Ghana’s improving macroeconomic outlook is beginning to restore confidence in the financial system, but bankers and industry leaders say the real test now lies in converting stability into jobs, productivity and sustained economic expansion.
That was the central message at a post-Monetary Policy Committee (MPC) seminar organised by the Chartered Institute of Bankers Ghana, where policymakers, financial institutions and private sector actors called for coordinated action to ensure recent gains translate into tangible outcomes for businesses and households.
Confidence returns, but constraints remain
A pre-MPC survey conducted by the Institute showed a notable rebound in sentiment across the banking sector, with about 72 percent of respondents expressing strong confidence in Ghana’s macroeconomic stability.

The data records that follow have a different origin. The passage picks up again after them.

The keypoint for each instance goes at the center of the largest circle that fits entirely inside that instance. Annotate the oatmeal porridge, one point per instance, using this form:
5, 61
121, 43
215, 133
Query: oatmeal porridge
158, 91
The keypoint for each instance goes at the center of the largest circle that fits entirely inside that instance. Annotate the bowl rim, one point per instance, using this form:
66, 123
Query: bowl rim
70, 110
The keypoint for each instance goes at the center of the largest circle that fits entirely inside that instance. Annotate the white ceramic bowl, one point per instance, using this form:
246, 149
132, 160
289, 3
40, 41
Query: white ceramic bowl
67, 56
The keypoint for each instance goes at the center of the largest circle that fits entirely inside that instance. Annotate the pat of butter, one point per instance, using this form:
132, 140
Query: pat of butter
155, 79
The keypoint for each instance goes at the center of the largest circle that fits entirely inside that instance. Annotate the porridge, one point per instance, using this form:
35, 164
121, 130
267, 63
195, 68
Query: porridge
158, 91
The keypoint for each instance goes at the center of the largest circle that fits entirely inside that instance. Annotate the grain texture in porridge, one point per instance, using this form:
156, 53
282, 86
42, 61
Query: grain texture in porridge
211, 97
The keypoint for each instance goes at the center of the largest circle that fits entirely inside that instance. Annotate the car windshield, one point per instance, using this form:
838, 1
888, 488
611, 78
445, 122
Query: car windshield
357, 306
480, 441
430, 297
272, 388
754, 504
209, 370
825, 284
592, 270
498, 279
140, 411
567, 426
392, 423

Additionally, 89 percent of banking executives expect lending appetite to improve in the near term, reflecting easing conditions and renewed optimism following recent policy adjustments.

Chief Executive Officer of CIB Ghana, Robert Dzato, said the findings suggest that monetary policy transmission is gaining traction.
“Stability is being reflected in lending activity, but there is still room for further easing to support the real sector,” he noted.
However, some segments, particularly savings and loans institutions continue to face high real interest rates and tight funding conditions, limiting broader credit expansion.
Policy shift toward growth
At the policy level, the Bank of Ghana is recalibrating its focus from stabilisation to inclusive growth.
In remarks delivered on behalf of Governor Johnson Pandit Asiama, the central bank highlighted recent macroeconomic improvements, including a sharp decline in inflation to 3.3 percent in February 2026, relative currency stability and strengthened reserves.
The recent policy rate cut to 14 percent—down from 15.5 percent—is expected to reduce borrowing costs and improve access to credit, particularly for small and medium-sized enterprises.
According to the Bank, the priority now is to ensure these gains translate into broader economic participation and long-term resilience.

Real sector demands targeted support
Despite improving conditions, industry players say structural challenges continue to limit the impact of monetary easing.
Technical Advisor to the Finance Minister, Theo Acheampong, stressed that stability alone is insufficient without deliberate efforts to boost productivity and reduce vulnerability to external shocks.
He called for stronger investment in agriculture and manufacturing to build resilience and reduce import dependence.
Similarly, the Association of Ghana Industries argued that commercial banks cannot shoulder the burden of long-term industrial financing alone.
Industry representatives are pushing for the establishment of a dedicated industrialisation fund to support large-scale production and export growth.
Credit conditions and market realities
From the banking perspective, institutions are becoming more cautious and selective in lending, with a stronger emphasis on risk management and client engagement.
Harriet Osei-Mensah Owusu of Standard Chartered Bank highlighted the importance of trust, ethical conduct and deeper customer relationships in sustaining loan performance.
Meanwhile, traders are grappling with a different reality.
President of the Ghana Union of Traders’ Associations, Clement Boateng, cautioned that declining inflation does not immediately translate into lower prices, but rather a slower pace of increases.
He also flagged concerns over a new AI-driven system at ports used to calculate duties, calling for broader stakeholder engagement to address operational challenges.
Stability is not the endpoint
Participants at the seminar reached a clear consensus: macroeconomic stability is only a foundation.
To translate gains into inclusive growth, Ghana will need:
- Stronger policy coordination between fiscal and monetary authorities
- Targeted financing mechanisms for industry
- Structural reforms to boost productivity
- Private sector-led job creation
For the financial sector, the message is equally clear restored stability offers an opportunity, but without deliberate action, the benefits may not fully reach the real economy.
As Ghana navigates a fragile global environment, the ability to convert stability into growth will define the next phase of its economic recovery.